Discussion in 'Frame Mounted Engines' started by moonlake3, Aug 11, 2010.

  1. moonlake3

    moonlake3 New Member

    Here's what I done...I broke a rear mount stud. Instead of using an easy out, which I don't have, I drilled out the broken stud. I then used a self taping screw to make some new threads. I guess I didn't do a good job because now my rear mount spacer won't go all the way down the studs to be flush on the engine. I tried making the holes in the spacer a little bigger. Not much there to work with. The spacer goes over the studs and part way down. Just not far enough. The studs measure about 1/8" closer together at the engine that at the ends...:tt1:
    All this being said, I am trying to help my brother long distance. He has no computer understanding either. He is in need of an idea what to do. I told him probably looking at another engine.
    I hope I explained the problem well enough.
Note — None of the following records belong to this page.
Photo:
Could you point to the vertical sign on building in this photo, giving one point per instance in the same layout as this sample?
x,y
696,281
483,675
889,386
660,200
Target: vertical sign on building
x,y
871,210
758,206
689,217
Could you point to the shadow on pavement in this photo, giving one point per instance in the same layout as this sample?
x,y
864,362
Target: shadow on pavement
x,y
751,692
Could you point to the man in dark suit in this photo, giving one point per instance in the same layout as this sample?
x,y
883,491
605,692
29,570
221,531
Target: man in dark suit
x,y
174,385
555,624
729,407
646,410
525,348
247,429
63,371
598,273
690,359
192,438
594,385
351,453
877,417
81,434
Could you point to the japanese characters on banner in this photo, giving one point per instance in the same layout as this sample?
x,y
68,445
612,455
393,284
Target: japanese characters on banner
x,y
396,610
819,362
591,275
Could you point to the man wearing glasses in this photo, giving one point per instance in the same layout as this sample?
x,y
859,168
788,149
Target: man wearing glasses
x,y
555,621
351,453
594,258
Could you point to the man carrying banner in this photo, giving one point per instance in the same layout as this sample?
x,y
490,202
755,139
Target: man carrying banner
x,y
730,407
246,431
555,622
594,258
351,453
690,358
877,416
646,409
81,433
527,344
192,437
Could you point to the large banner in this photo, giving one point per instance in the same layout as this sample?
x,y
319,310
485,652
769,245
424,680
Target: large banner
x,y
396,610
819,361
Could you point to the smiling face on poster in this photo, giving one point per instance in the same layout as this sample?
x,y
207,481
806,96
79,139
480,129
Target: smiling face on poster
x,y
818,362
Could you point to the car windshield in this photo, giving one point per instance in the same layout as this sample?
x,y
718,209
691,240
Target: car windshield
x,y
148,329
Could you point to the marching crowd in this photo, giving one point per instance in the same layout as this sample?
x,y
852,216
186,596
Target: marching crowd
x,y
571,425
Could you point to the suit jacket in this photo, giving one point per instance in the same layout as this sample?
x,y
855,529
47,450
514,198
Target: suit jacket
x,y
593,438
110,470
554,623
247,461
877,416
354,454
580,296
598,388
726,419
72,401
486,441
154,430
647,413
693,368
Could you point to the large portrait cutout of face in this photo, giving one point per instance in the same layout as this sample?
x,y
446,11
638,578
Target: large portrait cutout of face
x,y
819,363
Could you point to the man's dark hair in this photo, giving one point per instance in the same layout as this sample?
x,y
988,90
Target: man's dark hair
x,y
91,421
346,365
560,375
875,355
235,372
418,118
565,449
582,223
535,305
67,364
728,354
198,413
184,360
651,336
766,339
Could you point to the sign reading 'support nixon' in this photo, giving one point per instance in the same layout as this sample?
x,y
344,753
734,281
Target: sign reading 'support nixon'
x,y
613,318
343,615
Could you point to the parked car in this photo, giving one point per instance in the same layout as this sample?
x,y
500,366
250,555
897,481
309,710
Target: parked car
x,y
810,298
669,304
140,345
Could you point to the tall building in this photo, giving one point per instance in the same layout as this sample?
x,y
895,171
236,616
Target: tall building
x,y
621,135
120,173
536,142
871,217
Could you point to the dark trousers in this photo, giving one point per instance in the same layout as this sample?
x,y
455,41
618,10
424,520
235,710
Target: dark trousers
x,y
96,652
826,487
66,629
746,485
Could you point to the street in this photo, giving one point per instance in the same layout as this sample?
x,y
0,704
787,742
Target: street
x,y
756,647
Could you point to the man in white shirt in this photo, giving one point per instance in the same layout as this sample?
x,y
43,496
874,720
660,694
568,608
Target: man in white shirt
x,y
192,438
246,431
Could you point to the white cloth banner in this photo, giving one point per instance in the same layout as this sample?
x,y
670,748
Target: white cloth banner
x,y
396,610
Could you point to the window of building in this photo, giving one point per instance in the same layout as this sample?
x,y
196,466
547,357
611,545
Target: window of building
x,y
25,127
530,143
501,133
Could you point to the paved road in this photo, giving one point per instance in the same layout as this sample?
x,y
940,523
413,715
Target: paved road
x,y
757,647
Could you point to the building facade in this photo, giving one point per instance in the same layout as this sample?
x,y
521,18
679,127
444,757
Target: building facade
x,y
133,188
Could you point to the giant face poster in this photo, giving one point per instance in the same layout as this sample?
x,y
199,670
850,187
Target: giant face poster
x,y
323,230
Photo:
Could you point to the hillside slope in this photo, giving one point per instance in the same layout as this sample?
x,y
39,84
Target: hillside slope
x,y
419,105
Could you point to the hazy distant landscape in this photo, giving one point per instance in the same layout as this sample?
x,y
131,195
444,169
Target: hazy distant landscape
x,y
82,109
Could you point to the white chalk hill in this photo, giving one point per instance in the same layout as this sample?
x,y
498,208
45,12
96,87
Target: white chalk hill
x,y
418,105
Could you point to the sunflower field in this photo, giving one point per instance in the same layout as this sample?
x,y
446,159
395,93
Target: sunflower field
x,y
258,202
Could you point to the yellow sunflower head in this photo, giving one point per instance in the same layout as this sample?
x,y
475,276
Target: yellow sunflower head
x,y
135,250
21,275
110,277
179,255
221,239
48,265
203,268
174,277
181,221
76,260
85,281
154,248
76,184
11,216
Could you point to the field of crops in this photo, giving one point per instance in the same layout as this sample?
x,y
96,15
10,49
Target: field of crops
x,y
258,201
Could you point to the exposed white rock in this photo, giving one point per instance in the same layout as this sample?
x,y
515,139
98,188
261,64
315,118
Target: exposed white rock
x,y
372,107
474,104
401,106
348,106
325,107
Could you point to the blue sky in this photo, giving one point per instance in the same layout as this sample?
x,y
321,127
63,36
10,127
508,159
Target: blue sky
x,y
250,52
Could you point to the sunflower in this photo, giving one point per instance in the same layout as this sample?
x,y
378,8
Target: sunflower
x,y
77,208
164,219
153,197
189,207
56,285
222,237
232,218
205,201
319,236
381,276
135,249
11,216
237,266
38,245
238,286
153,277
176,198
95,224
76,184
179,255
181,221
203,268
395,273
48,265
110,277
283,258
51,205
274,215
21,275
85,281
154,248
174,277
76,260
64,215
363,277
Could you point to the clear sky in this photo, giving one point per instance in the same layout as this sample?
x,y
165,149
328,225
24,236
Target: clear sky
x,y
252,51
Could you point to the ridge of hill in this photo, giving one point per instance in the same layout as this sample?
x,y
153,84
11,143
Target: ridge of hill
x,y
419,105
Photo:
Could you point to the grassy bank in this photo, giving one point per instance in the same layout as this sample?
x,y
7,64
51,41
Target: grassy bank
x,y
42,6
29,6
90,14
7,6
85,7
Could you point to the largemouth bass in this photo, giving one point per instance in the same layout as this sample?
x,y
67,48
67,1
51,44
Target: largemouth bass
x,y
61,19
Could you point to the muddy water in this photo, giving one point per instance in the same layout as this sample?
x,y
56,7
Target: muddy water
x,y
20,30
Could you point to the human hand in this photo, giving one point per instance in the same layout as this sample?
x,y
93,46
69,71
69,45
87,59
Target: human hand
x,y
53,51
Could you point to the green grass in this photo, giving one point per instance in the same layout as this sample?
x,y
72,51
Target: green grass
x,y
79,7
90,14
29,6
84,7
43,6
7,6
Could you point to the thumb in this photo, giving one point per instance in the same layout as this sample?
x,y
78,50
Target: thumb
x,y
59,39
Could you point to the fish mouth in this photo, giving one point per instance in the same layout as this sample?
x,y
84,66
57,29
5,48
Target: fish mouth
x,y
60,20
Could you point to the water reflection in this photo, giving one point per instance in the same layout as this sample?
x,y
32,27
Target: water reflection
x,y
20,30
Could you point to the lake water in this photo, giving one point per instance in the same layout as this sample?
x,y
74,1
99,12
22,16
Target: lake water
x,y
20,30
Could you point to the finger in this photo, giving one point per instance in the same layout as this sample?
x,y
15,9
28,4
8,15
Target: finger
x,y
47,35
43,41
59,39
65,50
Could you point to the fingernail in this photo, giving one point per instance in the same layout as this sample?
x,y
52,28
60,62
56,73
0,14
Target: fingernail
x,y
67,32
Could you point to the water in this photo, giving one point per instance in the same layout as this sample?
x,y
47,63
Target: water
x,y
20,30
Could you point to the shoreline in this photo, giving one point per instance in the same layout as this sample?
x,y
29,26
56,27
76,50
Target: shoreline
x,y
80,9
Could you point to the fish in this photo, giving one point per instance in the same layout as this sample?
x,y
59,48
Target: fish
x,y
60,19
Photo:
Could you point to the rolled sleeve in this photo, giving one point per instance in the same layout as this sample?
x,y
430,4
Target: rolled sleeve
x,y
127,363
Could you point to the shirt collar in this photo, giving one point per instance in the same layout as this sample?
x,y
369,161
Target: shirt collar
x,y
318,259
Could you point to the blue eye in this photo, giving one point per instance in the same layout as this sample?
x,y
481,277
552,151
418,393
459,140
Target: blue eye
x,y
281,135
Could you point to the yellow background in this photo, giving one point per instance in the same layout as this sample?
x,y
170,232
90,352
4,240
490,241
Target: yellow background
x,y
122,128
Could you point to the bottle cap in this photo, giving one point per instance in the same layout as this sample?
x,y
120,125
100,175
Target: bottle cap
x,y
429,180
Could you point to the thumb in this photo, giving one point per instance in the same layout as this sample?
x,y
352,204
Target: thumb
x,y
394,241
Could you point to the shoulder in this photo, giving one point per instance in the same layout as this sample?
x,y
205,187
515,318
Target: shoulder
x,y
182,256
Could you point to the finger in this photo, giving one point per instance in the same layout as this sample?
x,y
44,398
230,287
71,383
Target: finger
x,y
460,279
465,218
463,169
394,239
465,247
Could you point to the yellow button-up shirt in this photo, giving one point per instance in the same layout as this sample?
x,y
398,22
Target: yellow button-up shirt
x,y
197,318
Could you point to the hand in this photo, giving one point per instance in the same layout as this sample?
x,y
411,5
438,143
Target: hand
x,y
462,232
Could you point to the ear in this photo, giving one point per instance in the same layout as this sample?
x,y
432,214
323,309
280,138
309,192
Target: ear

He has only a few tools and little patients.
    I will wait for a few suggestions before I go on. I probably would have tackled the problem differently.

  2. spad4me

    spad4me Member

    Is this a happtime engine?
    My rear mount kept shearing off flush with the engine not the spacer.
    At first I would slot the broken stud with a dremel and unscrew the broken stud piece.
    I tried red locktite once BAD MISTAKE.
    I could not unscrew the broken studs.

    Place the spacer against the engine a little higher than normal.
    Just on top of the flush broken studs.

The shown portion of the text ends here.